The governing body for swimming, World Aquatics, has suspended a planned open competition category for transgender athletes at the 2023 Swimming World Cup in Berlin this week due to a lack of entries, the group announced in a press release on Tuesday.

“Following the close of registration for the Open Category competitions at the World Aquatics Swimming World Cup – Berlin 2023 meet scheduled for 6-8 October, World Aquatics can confirm that no entries have been received for the Open Category events,” the sporting organisation that used to be known as FINA declared.

After a growing amount of research and the increasing dominance of the competitive field by transgender swimmers who transitioned after the age of 12, World Aquatics barred transgender swimmers who transitioned after the age of 12 from competing in the elite women’s division last year.

The governing body announced the open category in August, inviting trans swimmers of “all sex and gender identities” to compete in 50- and 100-meter races “across all strokes” as a trial competition, describing the pilot project as one with a “emphasis on gaining further experience for future development and celebrating diversity.”

Trans athletes will be permitted to compete in open categories in the future, according to a statement issued by World Aquatics on Tuesday.

“Even if there is no current demand at the elite level, the working group is planning to look at the possibility of including open category races at Masters events in the future,” stated it.

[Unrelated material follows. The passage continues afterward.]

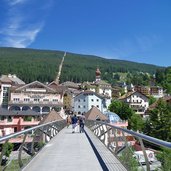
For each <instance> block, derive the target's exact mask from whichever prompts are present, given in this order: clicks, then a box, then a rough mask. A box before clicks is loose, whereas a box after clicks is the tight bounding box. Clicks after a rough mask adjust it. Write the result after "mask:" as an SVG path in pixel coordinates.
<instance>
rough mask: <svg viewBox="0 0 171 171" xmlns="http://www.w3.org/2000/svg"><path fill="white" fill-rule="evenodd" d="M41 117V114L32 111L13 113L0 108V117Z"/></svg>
mask: <svg viewBox="0 0 171 171" xmlns="http://www.w3.org/2000/svg"><path fill="white" fill-rule="evenodd" d="M39 115H41V114H40V113H38V112H35V111H33V110H30V109H29V110H24V111H11V110H7V109H4V108H0V116H39Z"/></svg>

In the last year, an increasing number of international sporting bodies have enacted laws barring athletes born male from participating as women. The International Cycling Union forbade cyclists who had male puberty from competing in women’s events in July, citing the unfair advantage afforded by their elevated testosterone levels, while granting them a berth in a newly titled Men/Open class. In March, the World Athletics Council imposed a similar regulation, barring athletes who had reached male puberty from competing in women’s track and field competitions, regardless of their current hormone levels.